I’m going to start this review by saying, if you know nothing at all about Doctor Strange and you want to go into the upcoming MCU movie that way, you probably shouldn’t read this review. Most notably, his arch-nemesis is mentioned in this, and he is scheduled to be in the upcoming movie, however, they’ve not addressed that in the trailers.
Other than that note, this shouldn’t have any spoilers, because the storyline seems to be completely different.
I really love Doctor Strange, he’s probably (okay, definitely) my favorite Marvel Super Hero and I’ve been reading a lot of his comics lately. This movie is, if you’re looking for a way to get into the character, the best place to start.
Possibly the best thing about this movie, was their interpretation of Doctor Strange’s best friend Wong. In the comics, Wong is little more than Doctor Strange’s servant (although, more recent comics, The Oath and Doctor Strange 2015 in particular have developed their friendship and given Wong a bit of spotlight), however, this movie is one of the first to expand upon that. The character in the MCU is supposed to be heavily influenced by that.
Mordo, Strange’s nemesis is also pretty well done, and while cliche, isn’t as cliche as he is in most of the comics. Dormammu, the main villain of the movie who is probably one of the most dangerous Marvel villains ever, is also well done and surprisingly frightening for a kid’s movie.
The animation itself is great, and reminds me of anime, although, with its own distinct style. Doctor Strange looks fantastic (I really love his hair, okay?), in fact, all of the characters do as well as the scenery. The magic is not only well animated, but also well explained and seems to have believable limits.
I rarely have an entire section of a review of things I didn’t like, but this one really needed that, because there is one thing that this movie got horribly, horribly wrong.
Doctor Strange heals his hands.
I know that seems like a strange (see what I did there) thing to get hung up over, but I’ll explain why its such a big deal. Doctor Strange has never healed his hands in the comics. Never. Not once. It’s actually a huge part of his character and one of the reasons I love him so much. He’s not perfect, in fact, he’s proof that you don’t have to be a perfect, healthy person in order to make a difference.
Alright, its technically a lie to say he never heals his hands, but the comic that he did that in is considered non-canon so it doesn’t count.
He also, fun fact, suffers from PTSD (which wasn’t covered at all in this movie, but because its a kid’s movie, I’ll give it a pass) and I really hope that they’ll cover that in the MCU. As someone who has recently been told may be suffering from PTSD this means a great deal to be.
The Cloak of Levitation (the red one that he’s always shown as wearing) is never once shown to be sentient. It very much has a personality in the comics and it looks as though it will in the movie, so its a bit sad that the kid’s movie didn’t take the time to add in the character.
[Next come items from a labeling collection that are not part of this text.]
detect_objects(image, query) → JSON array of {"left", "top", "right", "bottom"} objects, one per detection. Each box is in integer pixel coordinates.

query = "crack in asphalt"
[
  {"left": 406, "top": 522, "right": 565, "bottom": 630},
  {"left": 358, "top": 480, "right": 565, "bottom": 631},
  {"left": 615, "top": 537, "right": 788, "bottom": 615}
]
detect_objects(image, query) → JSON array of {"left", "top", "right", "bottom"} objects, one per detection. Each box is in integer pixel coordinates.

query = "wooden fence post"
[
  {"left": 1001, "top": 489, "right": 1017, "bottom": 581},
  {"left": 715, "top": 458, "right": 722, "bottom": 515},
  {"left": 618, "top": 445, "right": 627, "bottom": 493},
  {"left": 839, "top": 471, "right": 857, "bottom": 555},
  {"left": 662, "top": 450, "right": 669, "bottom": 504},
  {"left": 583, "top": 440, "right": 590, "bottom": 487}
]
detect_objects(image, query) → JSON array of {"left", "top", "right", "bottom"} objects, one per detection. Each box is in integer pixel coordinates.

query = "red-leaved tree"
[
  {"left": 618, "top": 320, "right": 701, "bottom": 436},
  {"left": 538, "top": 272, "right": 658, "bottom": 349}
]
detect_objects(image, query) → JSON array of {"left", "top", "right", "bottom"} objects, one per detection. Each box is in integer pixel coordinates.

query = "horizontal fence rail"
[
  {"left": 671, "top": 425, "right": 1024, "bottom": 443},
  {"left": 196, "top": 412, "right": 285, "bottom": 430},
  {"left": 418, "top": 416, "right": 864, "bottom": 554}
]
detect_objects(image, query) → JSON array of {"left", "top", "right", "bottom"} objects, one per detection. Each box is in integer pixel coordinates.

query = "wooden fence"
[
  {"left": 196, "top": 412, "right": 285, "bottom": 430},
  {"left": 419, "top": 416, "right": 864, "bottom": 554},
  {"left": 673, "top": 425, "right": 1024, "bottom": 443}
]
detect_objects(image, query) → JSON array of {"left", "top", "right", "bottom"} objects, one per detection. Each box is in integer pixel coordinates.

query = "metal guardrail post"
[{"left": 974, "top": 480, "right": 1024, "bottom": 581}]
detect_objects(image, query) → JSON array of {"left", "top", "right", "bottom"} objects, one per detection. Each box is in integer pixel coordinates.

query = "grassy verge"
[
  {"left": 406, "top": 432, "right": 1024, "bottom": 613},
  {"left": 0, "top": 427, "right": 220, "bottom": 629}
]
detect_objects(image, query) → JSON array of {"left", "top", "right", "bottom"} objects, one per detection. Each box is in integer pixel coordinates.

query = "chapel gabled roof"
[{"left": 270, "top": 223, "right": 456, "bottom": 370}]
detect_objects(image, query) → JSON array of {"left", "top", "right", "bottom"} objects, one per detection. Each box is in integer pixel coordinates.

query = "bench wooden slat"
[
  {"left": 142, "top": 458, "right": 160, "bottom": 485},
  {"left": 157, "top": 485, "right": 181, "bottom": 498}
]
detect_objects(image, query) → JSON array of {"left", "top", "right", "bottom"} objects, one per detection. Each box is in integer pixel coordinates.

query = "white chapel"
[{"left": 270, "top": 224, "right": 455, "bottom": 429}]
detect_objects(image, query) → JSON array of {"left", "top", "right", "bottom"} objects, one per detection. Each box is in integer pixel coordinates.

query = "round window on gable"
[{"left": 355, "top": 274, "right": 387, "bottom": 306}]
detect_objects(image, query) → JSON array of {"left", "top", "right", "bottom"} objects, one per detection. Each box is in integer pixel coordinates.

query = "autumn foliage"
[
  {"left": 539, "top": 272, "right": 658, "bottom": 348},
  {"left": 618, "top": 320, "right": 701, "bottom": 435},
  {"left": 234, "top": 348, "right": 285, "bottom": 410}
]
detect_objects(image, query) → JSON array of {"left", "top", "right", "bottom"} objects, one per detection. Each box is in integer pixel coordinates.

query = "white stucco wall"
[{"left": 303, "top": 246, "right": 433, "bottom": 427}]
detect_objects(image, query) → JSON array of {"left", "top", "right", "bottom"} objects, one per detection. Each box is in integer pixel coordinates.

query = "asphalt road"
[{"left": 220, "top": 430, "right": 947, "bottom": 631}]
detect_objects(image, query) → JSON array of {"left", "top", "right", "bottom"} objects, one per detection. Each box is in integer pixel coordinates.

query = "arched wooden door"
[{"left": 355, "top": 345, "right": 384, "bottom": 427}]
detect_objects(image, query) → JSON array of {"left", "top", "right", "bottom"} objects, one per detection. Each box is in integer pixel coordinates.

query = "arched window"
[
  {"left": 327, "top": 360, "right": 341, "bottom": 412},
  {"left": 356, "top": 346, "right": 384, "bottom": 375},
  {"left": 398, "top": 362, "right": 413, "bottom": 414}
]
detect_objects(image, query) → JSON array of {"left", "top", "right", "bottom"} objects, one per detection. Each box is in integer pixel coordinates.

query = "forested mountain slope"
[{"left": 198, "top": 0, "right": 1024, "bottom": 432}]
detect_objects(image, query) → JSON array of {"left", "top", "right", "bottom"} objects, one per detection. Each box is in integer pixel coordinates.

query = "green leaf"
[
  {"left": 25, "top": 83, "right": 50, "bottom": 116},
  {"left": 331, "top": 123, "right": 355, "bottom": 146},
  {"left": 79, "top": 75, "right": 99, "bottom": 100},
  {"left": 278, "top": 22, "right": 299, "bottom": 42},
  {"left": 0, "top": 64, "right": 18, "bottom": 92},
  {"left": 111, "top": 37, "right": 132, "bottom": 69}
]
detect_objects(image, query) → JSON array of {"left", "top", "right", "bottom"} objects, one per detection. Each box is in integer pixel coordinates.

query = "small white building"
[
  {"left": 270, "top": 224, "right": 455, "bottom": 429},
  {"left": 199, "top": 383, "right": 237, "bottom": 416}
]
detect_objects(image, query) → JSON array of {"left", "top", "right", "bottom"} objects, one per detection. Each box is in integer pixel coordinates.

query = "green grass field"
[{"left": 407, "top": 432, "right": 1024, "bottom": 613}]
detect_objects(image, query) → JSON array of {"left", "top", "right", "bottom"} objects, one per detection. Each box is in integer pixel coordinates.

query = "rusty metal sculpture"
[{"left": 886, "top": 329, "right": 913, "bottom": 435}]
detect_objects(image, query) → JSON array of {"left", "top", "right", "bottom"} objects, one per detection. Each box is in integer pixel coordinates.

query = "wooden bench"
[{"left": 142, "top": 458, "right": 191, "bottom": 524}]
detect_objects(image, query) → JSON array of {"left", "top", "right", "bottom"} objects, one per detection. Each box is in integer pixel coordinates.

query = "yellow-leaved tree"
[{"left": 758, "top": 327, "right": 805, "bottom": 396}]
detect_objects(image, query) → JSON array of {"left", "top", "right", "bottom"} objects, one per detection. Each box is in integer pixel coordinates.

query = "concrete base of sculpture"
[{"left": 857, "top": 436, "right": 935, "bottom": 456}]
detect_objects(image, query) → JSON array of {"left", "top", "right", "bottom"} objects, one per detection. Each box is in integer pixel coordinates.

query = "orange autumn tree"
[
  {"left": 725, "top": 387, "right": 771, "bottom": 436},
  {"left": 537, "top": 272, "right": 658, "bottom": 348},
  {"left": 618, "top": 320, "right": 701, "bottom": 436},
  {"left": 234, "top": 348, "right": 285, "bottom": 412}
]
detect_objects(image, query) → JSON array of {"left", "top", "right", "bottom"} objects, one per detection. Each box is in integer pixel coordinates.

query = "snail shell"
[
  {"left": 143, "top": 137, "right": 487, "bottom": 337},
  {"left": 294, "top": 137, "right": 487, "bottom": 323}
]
I do love this movie, and I will almost definitely watch it again before I go see the movie in November (and yes, I promise I will be reviewing that and I will be in costume). If you’re interested in Doctor Strange, and, if you read this far into the review I presume you are, you should consider watching it. Or if you’re afraid you’ll be completely lost in what is shaping up to be the trippiest movie in the MCU this will teach you the main players.